23 Dieser Richtlinienvorschlag sieht zwar bezueglich der Berufe, für die die Gemeinschaft kein Mindestniveau der notwendigen Qualifikation festgelegt hat, vor, daß die Mitgliedstaaten dieses Mindestniveau der Qualifikation selbst festlegen können.

24 Vorschriften des abgeleiteten Rechts können jedoch nur nationale Maßnahmen betreffen, die mit den Erfordernissen des Artikels 59 EWG-Vertrag, wie sie sich aus der Rechtsprechung des Gerichtshofes ergeben, vereinbar sind.

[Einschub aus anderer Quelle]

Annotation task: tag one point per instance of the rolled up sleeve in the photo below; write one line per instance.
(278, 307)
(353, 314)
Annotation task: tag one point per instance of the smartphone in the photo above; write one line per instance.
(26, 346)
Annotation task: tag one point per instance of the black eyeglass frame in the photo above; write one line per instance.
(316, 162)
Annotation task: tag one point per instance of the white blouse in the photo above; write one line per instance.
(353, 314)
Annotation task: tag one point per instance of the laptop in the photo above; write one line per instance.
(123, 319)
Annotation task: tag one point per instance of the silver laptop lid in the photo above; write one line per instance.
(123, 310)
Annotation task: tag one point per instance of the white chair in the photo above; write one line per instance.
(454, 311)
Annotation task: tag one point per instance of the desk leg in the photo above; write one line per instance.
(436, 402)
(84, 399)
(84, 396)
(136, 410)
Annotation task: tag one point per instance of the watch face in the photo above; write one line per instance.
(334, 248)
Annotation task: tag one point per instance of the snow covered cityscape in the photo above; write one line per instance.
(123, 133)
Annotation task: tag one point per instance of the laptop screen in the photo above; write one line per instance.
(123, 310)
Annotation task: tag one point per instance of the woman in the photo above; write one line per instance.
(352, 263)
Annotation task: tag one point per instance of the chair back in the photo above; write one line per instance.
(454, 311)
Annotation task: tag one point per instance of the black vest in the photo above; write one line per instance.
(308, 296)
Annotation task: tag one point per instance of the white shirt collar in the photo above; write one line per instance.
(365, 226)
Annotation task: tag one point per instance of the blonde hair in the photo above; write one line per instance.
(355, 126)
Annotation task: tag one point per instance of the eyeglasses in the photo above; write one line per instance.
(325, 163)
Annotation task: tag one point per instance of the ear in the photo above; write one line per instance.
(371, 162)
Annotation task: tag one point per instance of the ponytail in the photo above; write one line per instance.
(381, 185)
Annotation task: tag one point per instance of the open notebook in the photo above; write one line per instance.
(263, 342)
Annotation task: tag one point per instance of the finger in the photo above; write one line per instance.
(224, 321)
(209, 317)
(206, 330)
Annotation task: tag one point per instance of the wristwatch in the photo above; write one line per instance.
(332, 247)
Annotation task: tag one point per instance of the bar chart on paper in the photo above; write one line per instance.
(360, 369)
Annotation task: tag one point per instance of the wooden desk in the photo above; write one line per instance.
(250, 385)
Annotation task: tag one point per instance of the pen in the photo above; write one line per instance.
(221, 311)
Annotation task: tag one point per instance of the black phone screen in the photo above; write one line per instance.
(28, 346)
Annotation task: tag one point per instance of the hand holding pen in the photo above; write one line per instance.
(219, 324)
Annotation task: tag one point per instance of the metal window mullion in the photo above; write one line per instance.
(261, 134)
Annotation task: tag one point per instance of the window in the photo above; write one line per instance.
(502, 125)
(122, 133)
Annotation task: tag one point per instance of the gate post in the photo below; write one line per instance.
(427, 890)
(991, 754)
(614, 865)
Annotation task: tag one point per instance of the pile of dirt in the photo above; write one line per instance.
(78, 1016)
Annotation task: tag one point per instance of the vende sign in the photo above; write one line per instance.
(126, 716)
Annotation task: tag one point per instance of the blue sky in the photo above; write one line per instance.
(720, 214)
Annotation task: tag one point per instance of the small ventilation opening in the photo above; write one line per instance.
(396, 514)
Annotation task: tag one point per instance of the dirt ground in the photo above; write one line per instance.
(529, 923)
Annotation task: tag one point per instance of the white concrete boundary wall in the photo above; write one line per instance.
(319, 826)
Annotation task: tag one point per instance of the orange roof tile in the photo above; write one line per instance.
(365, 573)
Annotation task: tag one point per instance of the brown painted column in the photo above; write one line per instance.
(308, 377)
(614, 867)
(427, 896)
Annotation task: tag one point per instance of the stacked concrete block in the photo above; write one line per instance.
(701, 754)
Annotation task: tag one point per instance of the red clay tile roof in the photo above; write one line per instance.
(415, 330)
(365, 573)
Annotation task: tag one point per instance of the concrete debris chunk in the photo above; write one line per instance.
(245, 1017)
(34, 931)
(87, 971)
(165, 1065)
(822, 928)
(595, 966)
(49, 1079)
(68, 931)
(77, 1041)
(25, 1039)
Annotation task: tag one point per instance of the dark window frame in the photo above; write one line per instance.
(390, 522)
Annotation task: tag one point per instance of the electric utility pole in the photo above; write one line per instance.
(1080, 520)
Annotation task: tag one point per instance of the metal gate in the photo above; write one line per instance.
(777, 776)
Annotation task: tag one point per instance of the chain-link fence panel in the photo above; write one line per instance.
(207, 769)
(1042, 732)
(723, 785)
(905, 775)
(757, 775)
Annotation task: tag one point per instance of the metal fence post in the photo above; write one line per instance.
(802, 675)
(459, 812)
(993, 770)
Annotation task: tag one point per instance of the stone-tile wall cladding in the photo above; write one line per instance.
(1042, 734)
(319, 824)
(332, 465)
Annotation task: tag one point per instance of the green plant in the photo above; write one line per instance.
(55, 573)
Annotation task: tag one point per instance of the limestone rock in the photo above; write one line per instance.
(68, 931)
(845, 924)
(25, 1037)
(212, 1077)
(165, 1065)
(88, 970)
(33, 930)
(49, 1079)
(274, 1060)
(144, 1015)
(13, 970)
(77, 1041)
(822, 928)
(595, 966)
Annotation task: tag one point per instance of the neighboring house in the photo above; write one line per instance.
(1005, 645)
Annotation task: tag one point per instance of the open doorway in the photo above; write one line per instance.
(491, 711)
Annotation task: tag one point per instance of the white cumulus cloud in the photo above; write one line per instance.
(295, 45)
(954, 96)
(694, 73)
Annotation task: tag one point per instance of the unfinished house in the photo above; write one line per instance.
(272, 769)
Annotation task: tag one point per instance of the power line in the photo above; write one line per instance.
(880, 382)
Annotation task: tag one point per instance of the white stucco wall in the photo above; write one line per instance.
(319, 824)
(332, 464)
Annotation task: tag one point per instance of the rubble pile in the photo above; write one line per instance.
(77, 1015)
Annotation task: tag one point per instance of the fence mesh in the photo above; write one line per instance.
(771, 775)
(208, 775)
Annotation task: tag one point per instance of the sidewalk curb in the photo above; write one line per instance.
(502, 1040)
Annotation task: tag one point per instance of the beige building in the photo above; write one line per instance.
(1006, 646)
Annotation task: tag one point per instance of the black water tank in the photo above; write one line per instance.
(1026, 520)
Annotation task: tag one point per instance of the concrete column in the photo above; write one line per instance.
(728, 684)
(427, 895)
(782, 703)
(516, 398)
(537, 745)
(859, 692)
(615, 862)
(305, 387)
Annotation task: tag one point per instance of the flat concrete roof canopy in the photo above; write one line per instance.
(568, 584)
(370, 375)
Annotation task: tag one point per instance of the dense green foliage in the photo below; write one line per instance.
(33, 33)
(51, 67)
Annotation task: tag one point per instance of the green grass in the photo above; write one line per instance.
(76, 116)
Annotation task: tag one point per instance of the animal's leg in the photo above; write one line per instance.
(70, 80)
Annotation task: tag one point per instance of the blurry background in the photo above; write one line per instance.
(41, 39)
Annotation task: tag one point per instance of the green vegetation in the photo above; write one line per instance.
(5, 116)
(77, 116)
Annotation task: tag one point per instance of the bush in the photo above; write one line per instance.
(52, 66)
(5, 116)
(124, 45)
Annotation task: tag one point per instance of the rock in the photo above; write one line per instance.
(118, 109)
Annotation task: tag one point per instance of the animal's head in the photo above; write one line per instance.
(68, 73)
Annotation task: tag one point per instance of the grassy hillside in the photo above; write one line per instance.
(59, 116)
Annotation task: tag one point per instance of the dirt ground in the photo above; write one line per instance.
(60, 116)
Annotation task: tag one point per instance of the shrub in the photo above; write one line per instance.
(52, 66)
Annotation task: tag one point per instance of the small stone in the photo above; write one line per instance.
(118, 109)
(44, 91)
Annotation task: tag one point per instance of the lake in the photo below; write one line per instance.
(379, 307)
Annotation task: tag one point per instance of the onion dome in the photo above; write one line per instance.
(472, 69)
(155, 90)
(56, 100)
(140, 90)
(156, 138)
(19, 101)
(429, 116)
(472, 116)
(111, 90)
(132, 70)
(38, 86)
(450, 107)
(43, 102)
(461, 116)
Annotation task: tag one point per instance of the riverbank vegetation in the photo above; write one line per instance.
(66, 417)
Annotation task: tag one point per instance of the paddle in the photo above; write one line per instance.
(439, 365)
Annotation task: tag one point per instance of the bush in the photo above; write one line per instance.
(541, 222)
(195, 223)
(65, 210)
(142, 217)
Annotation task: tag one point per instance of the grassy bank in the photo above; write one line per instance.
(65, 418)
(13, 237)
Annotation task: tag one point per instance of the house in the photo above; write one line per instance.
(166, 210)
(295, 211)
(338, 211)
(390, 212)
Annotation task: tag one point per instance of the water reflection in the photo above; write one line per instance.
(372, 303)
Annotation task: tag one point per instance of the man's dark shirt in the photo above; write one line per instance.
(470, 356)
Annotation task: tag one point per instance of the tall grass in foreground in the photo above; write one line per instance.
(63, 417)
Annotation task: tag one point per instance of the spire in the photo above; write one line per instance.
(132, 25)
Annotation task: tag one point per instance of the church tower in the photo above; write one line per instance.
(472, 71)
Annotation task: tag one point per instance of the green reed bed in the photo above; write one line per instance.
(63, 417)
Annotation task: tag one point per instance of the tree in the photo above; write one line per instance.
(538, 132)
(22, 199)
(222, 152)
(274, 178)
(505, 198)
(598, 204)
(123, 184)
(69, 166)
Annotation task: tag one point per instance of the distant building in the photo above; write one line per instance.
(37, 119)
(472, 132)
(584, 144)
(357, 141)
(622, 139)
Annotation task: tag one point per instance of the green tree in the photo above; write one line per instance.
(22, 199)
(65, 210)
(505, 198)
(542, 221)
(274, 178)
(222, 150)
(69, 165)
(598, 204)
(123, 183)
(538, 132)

25 Unter diesen Umständen ist festzustellen, daß die Französische Republik dadurch gegen ihre Verpflichtungen aus Artikel 59 EWG-Vertrag verstossen hat, daß sie für die Erbringung von Dienstleistungen von Fremdenführern, die mit einer Reisegruppe aus einem anderen Mitgliedstaat anreisen, den Besitz eines Gewerbeausweises, der eine in der Regel durch Bestehen einer Prüfung nachzuweisende bestimmte Qualifikation voraussetzt, verlangt, wenn diese Dienstleistungen darin bestehen, die betreffenden Touristen in bestimmten Departements und Gemeinden an anderen Orten als Museen oder Geschichtsdenkmälern zu führen, die nur mit einem spezialisierten gewerblichen Fremdenführer besichtigt werden können.

Kostenentscheidung:

Kosten

26 Gemäß Artikel 69 § 2 der Verfahrensordnung ist die unterliegende Partei zur Tragung der Kosten zu verurteilen. Da die Französische Republik mit ihrem Vorbringen unterlegen ist, sind ihr die Kosten aufzuerlegen.

Tenor:

Aus diesen Gründen

hat

DER GERICHTSHOF

für Recht erkannt und entschieden:

1) Die Französische Republik hat dadurch gegen ihre Verpflichtungen aus Artikel 59 EWG-Vertrag verstossen, daß sie für die Erbringung von Dienstleistungen von Fremdenführern, die mit einer Reisegruppe aus einem anderen Mitgliedstaat anreisen, den Besitz eines Gewerbeausweises, der eine in der Regel durch Bestehen einer Prüfung nachzuweisende bestimmte Qualifikation voraussetzt, verlangt, wenn diese Dienstleistungen darin bestehen, die betreffenden Touristen in bestimmten Departements und Gemeinden an anderen Orten als Museen oder Geschichtsdenkmälern zu führen, die nur mit einem spezialisierten gewerblichen Fremdenführer besichtigt werden können.

2) Die Französische Republik trägt die Kosten des Verfahrens.